In the tamibarotene plus azacitidine arm, patients will receive oral tamibarotene at a dose of 6 mg twice daily on days 8 through 28 of each 28-day treatment cycle. Azacitidine 75 mg/m2 will be administered intravenously or subcutaneously daily on days 1 through 7 of each cycle. Patients in the comparator arm will receive a tamibarotene matched placebo and the same azacitidine dosing schedule as the experimental arm.

The primary end point of the study is CR. Secondary end points include ORR, event-free survival, OS, and time to initial response. The trial is estimated to be completed in February 2029.

“If the data [from this trial] does turn out to be positive, and it meets its end points and shows improvement in these endpoints, it adds a really valuable oral drug in MDS where the standard of care for patients who are unfit and transplant ineligible has been hypomethylating agents,”

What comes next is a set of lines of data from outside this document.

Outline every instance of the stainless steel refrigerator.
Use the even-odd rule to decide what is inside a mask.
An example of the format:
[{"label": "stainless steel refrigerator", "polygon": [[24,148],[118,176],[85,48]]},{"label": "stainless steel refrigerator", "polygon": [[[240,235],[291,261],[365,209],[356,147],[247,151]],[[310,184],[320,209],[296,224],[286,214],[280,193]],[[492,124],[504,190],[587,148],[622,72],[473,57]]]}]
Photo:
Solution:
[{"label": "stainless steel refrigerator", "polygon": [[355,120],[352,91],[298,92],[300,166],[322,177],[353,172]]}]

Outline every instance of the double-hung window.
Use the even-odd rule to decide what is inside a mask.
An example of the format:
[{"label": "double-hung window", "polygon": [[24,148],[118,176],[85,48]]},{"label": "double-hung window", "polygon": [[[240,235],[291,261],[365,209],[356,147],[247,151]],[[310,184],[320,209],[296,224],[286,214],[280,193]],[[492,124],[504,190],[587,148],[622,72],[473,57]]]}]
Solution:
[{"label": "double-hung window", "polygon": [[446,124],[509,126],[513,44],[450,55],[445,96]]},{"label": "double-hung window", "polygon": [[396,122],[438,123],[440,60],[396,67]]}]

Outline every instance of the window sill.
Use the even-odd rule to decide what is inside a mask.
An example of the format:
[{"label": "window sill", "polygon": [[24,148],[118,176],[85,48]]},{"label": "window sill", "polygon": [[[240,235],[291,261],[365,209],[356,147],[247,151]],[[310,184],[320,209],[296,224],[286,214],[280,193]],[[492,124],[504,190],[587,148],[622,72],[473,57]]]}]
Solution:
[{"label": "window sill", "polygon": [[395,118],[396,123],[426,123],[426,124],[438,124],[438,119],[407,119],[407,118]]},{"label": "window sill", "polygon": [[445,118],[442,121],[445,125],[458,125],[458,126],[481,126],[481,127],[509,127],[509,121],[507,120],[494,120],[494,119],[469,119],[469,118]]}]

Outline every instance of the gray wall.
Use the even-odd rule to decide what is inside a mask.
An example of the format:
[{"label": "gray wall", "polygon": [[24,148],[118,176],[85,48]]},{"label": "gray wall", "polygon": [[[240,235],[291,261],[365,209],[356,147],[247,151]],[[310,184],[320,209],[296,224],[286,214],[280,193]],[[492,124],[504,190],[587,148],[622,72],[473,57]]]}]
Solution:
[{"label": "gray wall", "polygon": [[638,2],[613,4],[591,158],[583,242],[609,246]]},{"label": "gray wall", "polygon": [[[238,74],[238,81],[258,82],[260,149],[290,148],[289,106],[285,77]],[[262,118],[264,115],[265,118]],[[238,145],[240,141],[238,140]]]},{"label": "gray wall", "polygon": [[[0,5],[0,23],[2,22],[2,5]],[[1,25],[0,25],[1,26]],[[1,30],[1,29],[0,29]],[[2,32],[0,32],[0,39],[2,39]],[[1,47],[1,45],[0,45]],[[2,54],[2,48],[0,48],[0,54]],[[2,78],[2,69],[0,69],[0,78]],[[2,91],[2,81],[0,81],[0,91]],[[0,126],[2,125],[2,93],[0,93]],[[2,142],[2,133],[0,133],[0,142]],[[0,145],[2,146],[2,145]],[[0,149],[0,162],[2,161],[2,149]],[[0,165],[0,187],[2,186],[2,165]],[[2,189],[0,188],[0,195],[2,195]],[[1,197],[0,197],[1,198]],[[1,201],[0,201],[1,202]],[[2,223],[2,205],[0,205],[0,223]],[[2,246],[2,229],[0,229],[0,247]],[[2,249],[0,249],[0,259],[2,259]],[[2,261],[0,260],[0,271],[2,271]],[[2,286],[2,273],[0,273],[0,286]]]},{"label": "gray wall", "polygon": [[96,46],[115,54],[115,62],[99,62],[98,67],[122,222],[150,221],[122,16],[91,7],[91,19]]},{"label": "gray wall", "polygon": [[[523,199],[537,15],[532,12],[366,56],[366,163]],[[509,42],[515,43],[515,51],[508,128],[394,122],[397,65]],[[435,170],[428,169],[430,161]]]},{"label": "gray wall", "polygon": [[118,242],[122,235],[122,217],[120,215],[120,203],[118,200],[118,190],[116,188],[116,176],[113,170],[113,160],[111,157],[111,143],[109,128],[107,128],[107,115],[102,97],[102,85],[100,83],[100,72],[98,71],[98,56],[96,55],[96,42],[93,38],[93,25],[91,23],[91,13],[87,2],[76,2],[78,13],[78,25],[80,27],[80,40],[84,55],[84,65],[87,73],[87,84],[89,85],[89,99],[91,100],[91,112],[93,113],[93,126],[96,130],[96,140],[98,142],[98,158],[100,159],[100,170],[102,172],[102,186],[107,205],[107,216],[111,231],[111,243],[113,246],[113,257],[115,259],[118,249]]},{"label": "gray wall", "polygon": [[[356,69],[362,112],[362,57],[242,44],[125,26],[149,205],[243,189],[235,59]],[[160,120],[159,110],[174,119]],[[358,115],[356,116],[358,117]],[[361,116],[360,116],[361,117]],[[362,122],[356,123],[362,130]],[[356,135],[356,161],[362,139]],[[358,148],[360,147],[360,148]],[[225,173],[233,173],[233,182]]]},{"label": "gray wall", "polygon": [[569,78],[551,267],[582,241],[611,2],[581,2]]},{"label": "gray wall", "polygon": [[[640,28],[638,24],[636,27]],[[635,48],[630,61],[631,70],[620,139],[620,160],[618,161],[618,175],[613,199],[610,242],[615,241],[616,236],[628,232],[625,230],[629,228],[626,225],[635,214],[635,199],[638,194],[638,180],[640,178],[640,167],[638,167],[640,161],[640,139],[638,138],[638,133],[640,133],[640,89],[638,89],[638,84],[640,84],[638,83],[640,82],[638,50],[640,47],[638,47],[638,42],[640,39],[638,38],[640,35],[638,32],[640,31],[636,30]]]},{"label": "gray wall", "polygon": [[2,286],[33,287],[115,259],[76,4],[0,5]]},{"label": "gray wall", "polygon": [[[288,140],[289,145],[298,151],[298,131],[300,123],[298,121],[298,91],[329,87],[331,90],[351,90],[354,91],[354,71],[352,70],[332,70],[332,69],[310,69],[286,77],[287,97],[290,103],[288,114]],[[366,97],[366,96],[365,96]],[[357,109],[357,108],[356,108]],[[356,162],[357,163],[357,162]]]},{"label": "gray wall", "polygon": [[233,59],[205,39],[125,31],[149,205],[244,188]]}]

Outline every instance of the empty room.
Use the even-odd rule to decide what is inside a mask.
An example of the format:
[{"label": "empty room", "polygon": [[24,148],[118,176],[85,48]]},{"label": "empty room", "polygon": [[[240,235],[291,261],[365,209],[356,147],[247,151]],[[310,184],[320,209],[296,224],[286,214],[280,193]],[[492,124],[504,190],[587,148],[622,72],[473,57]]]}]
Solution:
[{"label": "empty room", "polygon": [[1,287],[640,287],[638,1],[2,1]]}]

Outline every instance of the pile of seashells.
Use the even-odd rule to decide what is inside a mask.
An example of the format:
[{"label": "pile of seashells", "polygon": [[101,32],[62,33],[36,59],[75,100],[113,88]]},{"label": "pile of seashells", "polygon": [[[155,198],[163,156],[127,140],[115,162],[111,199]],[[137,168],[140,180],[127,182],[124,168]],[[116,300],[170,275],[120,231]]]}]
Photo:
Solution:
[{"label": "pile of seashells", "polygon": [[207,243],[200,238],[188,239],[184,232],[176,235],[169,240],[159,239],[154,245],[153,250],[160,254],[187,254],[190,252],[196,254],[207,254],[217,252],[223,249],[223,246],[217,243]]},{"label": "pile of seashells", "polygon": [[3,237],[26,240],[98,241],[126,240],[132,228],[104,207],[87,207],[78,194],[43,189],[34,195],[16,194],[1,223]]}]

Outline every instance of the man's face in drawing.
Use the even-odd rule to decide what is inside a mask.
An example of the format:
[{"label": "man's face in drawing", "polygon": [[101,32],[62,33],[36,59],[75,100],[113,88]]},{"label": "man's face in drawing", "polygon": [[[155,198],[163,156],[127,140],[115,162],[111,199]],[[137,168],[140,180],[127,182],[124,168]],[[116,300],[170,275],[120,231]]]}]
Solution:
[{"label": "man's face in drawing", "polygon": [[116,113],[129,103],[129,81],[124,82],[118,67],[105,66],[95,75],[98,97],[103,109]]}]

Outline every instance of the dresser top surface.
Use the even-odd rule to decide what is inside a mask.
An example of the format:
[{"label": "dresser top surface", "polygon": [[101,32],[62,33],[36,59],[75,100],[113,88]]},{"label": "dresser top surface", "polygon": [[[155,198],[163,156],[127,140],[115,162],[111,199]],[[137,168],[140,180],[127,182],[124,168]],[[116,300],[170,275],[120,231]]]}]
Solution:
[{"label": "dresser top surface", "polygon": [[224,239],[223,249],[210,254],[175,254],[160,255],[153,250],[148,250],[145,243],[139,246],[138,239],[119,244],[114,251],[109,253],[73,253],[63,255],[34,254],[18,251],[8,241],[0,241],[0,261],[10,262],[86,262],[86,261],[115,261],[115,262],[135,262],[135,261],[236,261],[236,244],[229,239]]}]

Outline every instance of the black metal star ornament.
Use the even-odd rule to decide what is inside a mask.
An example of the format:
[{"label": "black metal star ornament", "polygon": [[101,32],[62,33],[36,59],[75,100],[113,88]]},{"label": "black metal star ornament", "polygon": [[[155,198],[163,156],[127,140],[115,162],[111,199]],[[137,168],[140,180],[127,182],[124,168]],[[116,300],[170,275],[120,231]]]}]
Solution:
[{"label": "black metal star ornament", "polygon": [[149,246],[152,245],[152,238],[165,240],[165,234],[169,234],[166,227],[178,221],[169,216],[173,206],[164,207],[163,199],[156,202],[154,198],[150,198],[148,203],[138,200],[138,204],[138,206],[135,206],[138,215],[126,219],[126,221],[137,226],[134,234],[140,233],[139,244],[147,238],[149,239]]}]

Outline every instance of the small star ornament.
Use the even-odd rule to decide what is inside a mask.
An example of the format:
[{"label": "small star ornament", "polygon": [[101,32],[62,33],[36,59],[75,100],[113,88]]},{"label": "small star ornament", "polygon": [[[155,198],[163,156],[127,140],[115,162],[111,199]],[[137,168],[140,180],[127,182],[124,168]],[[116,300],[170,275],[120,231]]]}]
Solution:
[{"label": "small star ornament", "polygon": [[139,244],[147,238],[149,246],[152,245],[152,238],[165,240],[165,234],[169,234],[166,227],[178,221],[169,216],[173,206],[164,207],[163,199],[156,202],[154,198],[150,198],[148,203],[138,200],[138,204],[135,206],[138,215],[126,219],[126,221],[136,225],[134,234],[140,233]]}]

Osman said. “In the real world, [the standard of care] does not produce responses as good as [those in] the clinical trials that first got it approved. So, we have a real need in this population for drugs that are well tolerated and that are going to improve responses and survival.”

References

  1. Steensma DP. Myelodysplastic syndromes current treatment algorithm 2018. Blood Cancer J. 2018;8(5):47. doi:10.1038/s41408-018-0085-4
  2. FDA approves oral combination of decitabine and cedazuridine for myelodysplastic syndromes. FDA. July 7, 2020. Accessed June 28, 2022. bit.ly/3np5Rjr
  3. Dezern AE, Marconi G, Deeren D, et al. A randomized, double-blind, placebo-controlled study of tamibarotene/azacitidine versus placebo/azacitidine in newly diagnosed adult patients selected for RARA+ HR-MDS (SELECT-MDS-1). J Clin Oncol. 2022;40(16):TPS7075. doi:10.1200/JCO.2022.40.16_suppl.TPS7075
  4. Tamibarotene plus azacitidine in participants with newly diagnosed RARA-positive higher-risk myelodysplastic syndrome. ClinicalTrials.gov. Updated June 16, 2022.